If we compare circle characteristics for the simple impedance relay versus the “mho” relay capable of tripping at the same end-of-line fault condition, we see a remarkable contrast:

Both relays have the exact same reach at the transmission line’s impedance angle, but the impedance relay’s reach extends omnidirectionally for all phase angles and power flow directions, while the mho relay’s reach is optimized for the forward power direction and the line’s impedance, making it far more selective to faults along that line.

In some applications it is desirable to have the distance relay sensitized to certain values of reverse impedance (i.e. the lower-left quadrant on the R-X diagram). The induction cup relay mechanism is capable of having its circular reach characteristic “offset” with additional components so that the circle covers part of every quadrant like this:

Another variation on the “mho” characteristic is to equip the distance relay with multiple elements, each one with a different reach. The purpose of this is to provide backup protection for other zones by allowing the distance relay to overreach its primary protection zone:

Since distance relays trip whenever the tip of the impedance phasor falls within the prescribed area on the R-X diagram, at first it may seem as though zones 1 and 2 are pointlessly redundant to zone 3, since any fault lying within one of the inner zones will certainly be within the reach of the furthest zone. Indeed, this would be the case if all three distance elements operated at the same speed.
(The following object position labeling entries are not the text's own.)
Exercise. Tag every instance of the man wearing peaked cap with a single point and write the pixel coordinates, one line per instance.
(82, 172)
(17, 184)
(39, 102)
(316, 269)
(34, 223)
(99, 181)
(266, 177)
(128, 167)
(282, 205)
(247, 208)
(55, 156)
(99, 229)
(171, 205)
However, if the zone 2 reach is purposely delayed in its action to be slower than zone 1, and zone 3 purposely delayed to make it slower than zone 2, the distance relay will serve to provide remote backup protection for the substation bus and transformer zones in the event the protective relays and/or breakers for those zones fail to properly clear a fault.

The following photograph shows a pair of Westinghouse electromechanical distance relays mounted next to a pair of time-delay units, each timer providing a different amount of delay for each of the two zones of protection afforded by the distance relays:

In the age of microprocessor relays, this design philosophy of physically wiring time-delay relays to the outputs of electromechanical protective relays for multi-zone protection may seem archaic, but it represents standard practice in distance relaying for a number of decades. Of course, modern microprocessor-based distance relays are able to perform all the necessary zone timing functions along with distance-sensing fault detection within the same unit, and do so with a degree of precision unthinkable with electromechanical relays.

Modern microprocessor-based distance relays are not constrained to circular reach characteristics either, and thus may be programmed to implement a variety of interesting reach functions. Although the traditional “mho” characteristic is still available as an option within digital distance relays, another form of reach called the quadrilateral (or “quad” for short) is often provided, whereby the distance relay may be configured to trip for any impedance phasor lying within a four-sided boundary:

Another common option within digital distance relays is the load encroachment blocking characteristic, designed to prevent relay tripping on heavy (legitimate) loads that might otherwise fall within the reach of the distance relay’s characteristic:


  • Distance relay technology allows for identification of the fault and its location with respect to the sensing device.
  • Omni-directional distance relaying protects against faults of both forward and reverse power conditions.
  • Directionally-optimized distancing relay designs can be made more sensitive to forward or reverse power with the addition of phase-shifting capacitors.